In Smilansky v. Mandel Bros., 254 Mich. 575, this Court was called upon to pass judgment on an attempt by a foreign corporation to enforce a contract for supplying and installing furniture, furnishings *673 and decorations. We held that insofar as the transaction concerned intrastate commerce no action could be maintained; however, suit was permitted on the interstate portion of the contract, and in allowing suit we said (pp 582, 583):

"The portions of the instant contract and transaction which our statute condemns may be definitely identified and segregated so that only interstate commerce items remain. As the statute does not interfere with interstate commerce, such segregation is logical. From recovery thereon, no injury can result to plaintiff and defendant, as they are called upon to meet only their legal obligations; the policy of the State is maintained, because no recovery is allowed for prohibited acts; the statute is kept in its intended and constitutional bounds, and the result is appropriate to a court of equity.

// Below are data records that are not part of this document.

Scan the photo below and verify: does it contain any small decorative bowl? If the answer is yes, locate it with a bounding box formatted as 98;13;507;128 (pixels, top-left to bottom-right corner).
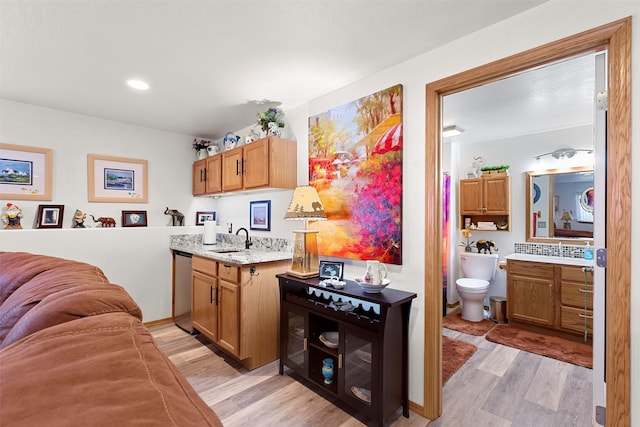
356;278;391;294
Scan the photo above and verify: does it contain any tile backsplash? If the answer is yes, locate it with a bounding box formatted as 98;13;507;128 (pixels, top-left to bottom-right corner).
514;243;586;258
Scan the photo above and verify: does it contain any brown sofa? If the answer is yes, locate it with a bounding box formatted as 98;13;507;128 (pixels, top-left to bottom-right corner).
0;252;222;426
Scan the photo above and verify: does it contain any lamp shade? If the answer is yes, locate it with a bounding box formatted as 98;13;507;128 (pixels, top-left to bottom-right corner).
284;185;327;221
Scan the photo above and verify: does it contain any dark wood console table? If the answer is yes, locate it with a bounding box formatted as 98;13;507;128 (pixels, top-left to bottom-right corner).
276;274;416;426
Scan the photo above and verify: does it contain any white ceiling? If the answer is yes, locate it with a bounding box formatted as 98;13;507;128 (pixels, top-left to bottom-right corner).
0;0;544;138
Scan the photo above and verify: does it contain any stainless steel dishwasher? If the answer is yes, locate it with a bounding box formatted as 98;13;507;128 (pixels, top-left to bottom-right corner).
173;251;196;334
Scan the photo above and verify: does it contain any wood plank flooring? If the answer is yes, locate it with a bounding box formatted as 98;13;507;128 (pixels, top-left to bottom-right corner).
149;323;592;427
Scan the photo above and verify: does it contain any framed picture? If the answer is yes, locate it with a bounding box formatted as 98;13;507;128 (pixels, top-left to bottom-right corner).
320;261;344;280
87;154;148;203
36;205;64;228
249;200;271;231
122;211;147;227
196;212;216;225
0;144;53;200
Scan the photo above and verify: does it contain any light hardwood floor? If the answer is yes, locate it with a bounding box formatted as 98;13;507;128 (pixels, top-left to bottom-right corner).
149;323;591;427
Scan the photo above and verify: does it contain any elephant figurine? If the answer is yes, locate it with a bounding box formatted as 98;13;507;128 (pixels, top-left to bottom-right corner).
476;240;498;254
91;215;116;227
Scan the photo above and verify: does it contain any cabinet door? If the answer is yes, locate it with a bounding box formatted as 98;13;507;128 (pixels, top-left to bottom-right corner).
191;160;207;196
281;302;309;376
222;148;245;191
217;280;240;356
206;155;222;194
243;138;268;188
507;274;555;327
191;271;218;341
482;176;511;215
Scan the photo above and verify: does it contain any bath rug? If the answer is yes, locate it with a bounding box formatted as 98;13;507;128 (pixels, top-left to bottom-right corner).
442;312;496;337
442;335;478;384
485;325;593;369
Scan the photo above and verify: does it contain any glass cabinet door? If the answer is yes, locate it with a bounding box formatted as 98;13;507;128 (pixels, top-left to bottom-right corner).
283;303;309;375
342;327;376;407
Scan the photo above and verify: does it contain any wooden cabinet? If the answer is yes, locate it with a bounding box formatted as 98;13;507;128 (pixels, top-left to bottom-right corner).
191;256;291;370
460;174;511;231
507;260;593;338
278;274;416;425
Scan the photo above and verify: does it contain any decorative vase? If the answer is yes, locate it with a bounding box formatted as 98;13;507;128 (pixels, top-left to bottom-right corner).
322;358;333;384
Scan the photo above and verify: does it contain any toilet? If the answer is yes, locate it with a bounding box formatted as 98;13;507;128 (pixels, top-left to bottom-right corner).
456;252;498;322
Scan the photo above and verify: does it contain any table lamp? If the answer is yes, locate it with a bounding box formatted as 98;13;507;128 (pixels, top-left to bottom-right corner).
284;185;327;279
560;211;573;230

We think the inhibitions of the statute to sue should be confined to those portions of the transaction of which intrastate acts are an integral part."

In determining the question before us and in interpreting the legislature's intent in the passage of PA 1952, No 183, we cannot presume that the legislature intended to enact an unconstitutional law. This principle has been adopted in Alaska Packers Assn. v. Commission, 294 U.S. 532 (55 S. Ct. 518, 79 L ed 1044), and in Whitney v. California, 274 U.S. 357 (47 S. Ct. 641, 71 L ed 1095). And, in Rouse, Hazard & Co. v. Wayne Circuit Judge, 104 Mich. 234 (27 LRA 577, 53 Am St Rep 457), this Court adopted that principle when we said (p 239):

"`The power of declaring laws unconstitutional should be exercised with extreme caution, and never where serious doubt exists as to the conflict. In cases of doubt, every possible presumption, not clearly inconsistent with the language and the subject matter, is to be made in favor of the constitutionality of the act.'"

*674 It is the opinion of this Court that by the enactment of PA 1952, No 183, § 5e (CLS 1952, § 450.305e [Stat Ann 1953 Cum Supp § 21.208(5)]), the legislature gave to the commission the right and duty to apply a method of determining Gartland's tax "calculated to effect a fair and proper allocation according to the receipts, activity, business and capital reasonably attributable to this State."

The order and opinion of the corporation tax appeal board affirming the computation of the commission is reversed, and the commission is directed to recompute the annual privilege fee of Gartland Steamship Company, a Delaware corporation, excluding any and all cargoes transported in interstate and foreign commerce.

No costs, a public question being involved.

BUTZEL, C.J., and CARR, BUSHNELL, SHARPE, BOYLES, REID, and DETHMERS, JJ., concurred.